Профессор замолчал. Он смотрел то на фарфор, то в заплаканные, но строгие глаза мальчика.
— Пенициллин есть у моего зятя, он служит в медсанбате. Я могу попросить. Но этого сервиза, мальчик, хватит, чтобы купить целый ящик лекарств. Ты понимаешь, что совершаешь ошибку? Это бесценно.
— Бесценно — это когда человек живой, — ответил Митя словами, которые он слышал от Ольги Романовны. — Берите. И несите лекарство.
К вечеру у Мити в руках были две заветные ампулы. Он отдал их врачу. Уколы сделали и матери, и Ольге Романовне. Кризис миновал. Ночью жар спал. Сухарева открыла глаза. Она была слишком слаба, чтобы говорить, но, увидев раскрытые настежь дверцы шкафа и пустые полки, она всё поняла. По её впалой щеке скатилась слеза. Но она не сказала ни слова упрёка. Она просто нашла под одеялом руку Мити и слабо сжала её.
Эпилог. Наследники тишины.
Война закончилась в мае 1945-го. Дом номер двенадцать на улице Сосновый тупик устоял, как и его жильцы. Многие не вернулись — сложил голову в Пруссии Феденька, пропал без вести Никодим Крупенин, не дождались и других соседей. Но те, кто выжил, стали настоящей семьёй.
Ольга Романовна Сухарева и Ксения Воробьёва, вопреки всем законам коммуналки, сломали стенку между своими комнатами, сделав одну большую. Они стали жить вместе, поднимая Митю. Ольга Романовна так и не стала ласковой и многословной. Она по-прежнему ходила с прямой спиной, коротко стриглась и говорила скупо, но в её глазах больше не было льда. Там поселился тихий свет.
Ксения, поправив здоровье, вернулась в госпиталь. Василиса Крупенина, потерявшая на войне всё, кроме своей громовой силы, стала главной заводилой во дворе и личным «министром снабжения» для их маленького семейного клана.
Митя вырос. Он поступил в технический институт, поразив приёмную комиссию знанием физики и математики — науками, которыми с ним терпеливо занималась по вечерам «тётя Оля» в блокадные зимы.
Он стал инженером-конструктором, создавал новые машины. Женился на тихой, улыбчивой девушке, и у них родилась дочь. Имя ей дала Ольга Романовна. Она попросила назвать девочку Надеждой.
Своего родного деда, Степана, Надя знала только по фотографии. Зато она прекрасно знала старенькую Ольгу Романовну, свою «бабушку Олю». Отца она часто спрашивала, почему бабушка Оля такая колючая, но при этом такая родная. И Митя рассказал ей эту историю. Про войну, про голод и про то, как однажды он разбил чашку, а взамен получил целую жизнь.

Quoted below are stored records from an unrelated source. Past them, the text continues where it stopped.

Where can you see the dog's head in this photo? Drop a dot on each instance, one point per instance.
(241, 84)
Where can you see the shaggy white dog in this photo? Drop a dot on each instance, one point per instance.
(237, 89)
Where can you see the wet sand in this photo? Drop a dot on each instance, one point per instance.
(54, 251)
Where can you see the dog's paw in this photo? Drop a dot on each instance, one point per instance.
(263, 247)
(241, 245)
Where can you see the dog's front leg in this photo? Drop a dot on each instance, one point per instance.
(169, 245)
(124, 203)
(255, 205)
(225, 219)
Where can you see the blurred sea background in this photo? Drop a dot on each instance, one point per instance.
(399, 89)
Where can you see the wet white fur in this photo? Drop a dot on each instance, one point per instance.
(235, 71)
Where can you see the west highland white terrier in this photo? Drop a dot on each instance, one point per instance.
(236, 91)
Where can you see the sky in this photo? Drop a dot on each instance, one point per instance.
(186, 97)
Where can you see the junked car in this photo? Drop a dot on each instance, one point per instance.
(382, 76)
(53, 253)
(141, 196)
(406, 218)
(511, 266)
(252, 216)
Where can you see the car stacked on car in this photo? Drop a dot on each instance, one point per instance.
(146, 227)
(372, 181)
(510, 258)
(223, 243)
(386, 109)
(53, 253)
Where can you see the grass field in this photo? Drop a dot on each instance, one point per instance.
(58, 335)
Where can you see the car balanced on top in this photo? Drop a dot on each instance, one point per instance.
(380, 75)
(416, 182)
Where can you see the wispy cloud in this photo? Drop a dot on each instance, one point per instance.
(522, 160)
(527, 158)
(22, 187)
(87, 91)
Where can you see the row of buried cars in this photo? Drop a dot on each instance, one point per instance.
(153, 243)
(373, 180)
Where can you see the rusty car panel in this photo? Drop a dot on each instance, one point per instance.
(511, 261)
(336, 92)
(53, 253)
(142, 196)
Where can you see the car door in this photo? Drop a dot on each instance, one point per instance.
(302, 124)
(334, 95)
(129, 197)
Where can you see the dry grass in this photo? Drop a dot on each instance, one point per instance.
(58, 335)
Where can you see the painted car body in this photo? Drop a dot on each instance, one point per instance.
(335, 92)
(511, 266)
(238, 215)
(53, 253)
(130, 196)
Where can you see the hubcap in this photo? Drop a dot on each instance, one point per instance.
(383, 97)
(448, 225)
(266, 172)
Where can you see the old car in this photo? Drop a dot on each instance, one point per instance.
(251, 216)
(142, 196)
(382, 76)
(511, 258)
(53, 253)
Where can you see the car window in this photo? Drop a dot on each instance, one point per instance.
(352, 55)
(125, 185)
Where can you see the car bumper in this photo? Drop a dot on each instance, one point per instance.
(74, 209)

Когда Ольга Романовна ушла — тихо, во сне, на девяносто втором году жизни, — перебирая её вещи, Митя нашёл на дне старого дубового шкафа маленький сверток. В нём лежала одна-единственная фарфоровая чашка, самая первая, которую он когда-то разбил в детстве. Она была склеена тончайшими, почти невидимыми швами. Оказалось, Ольга Романовна тогда, семь лет назад, собрала все до единого осколки и склеила их особым составом, оставив эту чашку на память. Не для того, чтобы воскресить прошлое, а чтобы помнить, что даже вдребезги разбитое сердце можно собрать заново, если склеивать его любовью.